Data from: Cannabis labelling is associated with genetic variation in terpene synthase genes
Cite this dataset
Watts, Sophie et al. (2021). Data from: Cannabis labelling is associated with genetic variation in terpene synthase genes [Dataset]. Dryad. https://doi.org/10.5061/dryad.gqnk98smm
Genetic data consisting of >100,000 single nucleotide polymorphisms (SNPs) collected using genotype-by-sequencing, from 137 drug-type Cannabis samples from the Netherlands. This genetic data along with terpene and cannabinoid content data collected with GC-FID, was used to analyze Cannabis labelling and to perfom a genome-wide association study.

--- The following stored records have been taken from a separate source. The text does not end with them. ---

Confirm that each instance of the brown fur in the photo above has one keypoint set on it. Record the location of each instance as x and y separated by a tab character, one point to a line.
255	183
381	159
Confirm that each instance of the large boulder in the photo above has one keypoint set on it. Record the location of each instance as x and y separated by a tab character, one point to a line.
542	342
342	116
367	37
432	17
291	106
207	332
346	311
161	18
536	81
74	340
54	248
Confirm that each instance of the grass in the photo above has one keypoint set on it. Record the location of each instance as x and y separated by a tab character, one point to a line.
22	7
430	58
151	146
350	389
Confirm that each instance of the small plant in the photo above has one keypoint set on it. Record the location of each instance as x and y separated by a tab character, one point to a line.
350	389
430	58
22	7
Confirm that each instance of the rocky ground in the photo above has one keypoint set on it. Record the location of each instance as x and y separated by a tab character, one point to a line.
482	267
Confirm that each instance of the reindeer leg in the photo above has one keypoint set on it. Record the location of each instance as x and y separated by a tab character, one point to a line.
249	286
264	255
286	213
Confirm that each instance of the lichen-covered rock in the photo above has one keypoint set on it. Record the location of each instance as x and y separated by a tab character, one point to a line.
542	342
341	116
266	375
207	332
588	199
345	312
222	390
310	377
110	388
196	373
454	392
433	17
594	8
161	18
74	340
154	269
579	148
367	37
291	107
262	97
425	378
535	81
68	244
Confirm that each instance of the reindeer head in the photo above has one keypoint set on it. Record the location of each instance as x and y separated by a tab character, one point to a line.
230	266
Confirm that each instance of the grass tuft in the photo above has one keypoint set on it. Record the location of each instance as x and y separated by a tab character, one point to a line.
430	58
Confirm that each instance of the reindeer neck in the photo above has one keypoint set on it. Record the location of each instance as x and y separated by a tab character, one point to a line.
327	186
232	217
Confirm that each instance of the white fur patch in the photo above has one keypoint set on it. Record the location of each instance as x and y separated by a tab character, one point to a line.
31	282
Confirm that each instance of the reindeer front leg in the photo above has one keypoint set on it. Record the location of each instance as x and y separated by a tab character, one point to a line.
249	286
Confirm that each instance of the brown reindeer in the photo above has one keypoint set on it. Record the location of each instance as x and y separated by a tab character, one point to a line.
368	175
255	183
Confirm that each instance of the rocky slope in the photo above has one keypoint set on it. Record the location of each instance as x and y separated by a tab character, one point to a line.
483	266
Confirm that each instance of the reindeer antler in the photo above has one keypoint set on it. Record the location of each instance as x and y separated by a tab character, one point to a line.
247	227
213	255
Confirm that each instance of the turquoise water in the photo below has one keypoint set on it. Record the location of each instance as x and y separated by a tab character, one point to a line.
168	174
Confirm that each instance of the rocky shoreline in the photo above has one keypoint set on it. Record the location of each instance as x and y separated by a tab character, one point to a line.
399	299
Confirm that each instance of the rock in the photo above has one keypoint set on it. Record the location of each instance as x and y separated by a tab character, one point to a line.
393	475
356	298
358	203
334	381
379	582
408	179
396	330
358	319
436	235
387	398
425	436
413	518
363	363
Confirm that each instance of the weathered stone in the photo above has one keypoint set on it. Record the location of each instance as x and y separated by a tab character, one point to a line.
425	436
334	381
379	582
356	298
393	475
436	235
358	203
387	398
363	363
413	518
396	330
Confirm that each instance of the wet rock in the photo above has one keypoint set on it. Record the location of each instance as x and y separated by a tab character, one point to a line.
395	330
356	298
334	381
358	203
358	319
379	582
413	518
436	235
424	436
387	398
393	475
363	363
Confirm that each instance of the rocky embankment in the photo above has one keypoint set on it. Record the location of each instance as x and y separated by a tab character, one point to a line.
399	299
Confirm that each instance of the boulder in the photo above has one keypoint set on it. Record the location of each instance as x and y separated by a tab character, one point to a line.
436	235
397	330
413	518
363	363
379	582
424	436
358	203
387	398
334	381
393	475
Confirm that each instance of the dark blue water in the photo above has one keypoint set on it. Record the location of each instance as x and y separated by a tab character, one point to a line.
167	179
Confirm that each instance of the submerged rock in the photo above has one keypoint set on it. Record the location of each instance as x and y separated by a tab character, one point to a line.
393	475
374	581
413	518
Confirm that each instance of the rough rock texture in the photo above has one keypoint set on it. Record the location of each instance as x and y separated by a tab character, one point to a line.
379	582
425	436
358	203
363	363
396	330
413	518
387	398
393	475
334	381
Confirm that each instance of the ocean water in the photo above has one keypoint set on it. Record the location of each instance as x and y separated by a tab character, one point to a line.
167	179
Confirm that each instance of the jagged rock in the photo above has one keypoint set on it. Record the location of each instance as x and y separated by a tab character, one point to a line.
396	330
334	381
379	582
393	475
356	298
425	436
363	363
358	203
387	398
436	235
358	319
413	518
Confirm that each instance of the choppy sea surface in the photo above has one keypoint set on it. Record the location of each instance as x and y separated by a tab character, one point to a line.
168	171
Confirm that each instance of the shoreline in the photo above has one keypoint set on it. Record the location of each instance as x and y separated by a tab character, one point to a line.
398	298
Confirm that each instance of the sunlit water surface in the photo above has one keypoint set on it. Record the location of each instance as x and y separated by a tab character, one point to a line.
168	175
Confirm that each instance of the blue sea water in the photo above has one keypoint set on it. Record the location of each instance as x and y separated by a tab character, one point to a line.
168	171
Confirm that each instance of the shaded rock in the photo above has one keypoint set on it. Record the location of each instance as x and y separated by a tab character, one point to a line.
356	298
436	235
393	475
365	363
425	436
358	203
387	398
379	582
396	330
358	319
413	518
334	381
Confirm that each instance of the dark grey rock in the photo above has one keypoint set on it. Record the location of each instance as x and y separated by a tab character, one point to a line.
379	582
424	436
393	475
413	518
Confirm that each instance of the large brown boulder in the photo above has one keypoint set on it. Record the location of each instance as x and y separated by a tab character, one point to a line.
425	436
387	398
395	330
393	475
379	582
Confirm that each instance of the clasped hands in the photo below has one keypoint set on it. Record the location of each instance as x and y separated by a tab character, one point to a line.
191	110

The DNA sequence data are available as NCBI BioProject PRJNA713792. Calling of single nucleotide polymorphisms (SNPs) was performed in TASSEL (version 5.0) by aligning to the CBDRx reference genome. The SNP data were filtered using PLINK to exclude SNPs with a MAF <0.05 and SNPs with excess heterozygosity. The final SNP data set used for GWAS consisted of 116,296 SNPs from 137 samples. For PCA, 1,257 unanchored SNPs were removed and the remaining 115,039 SNPs were LD-pruned using PLINK resulting in 80,939 SNPs.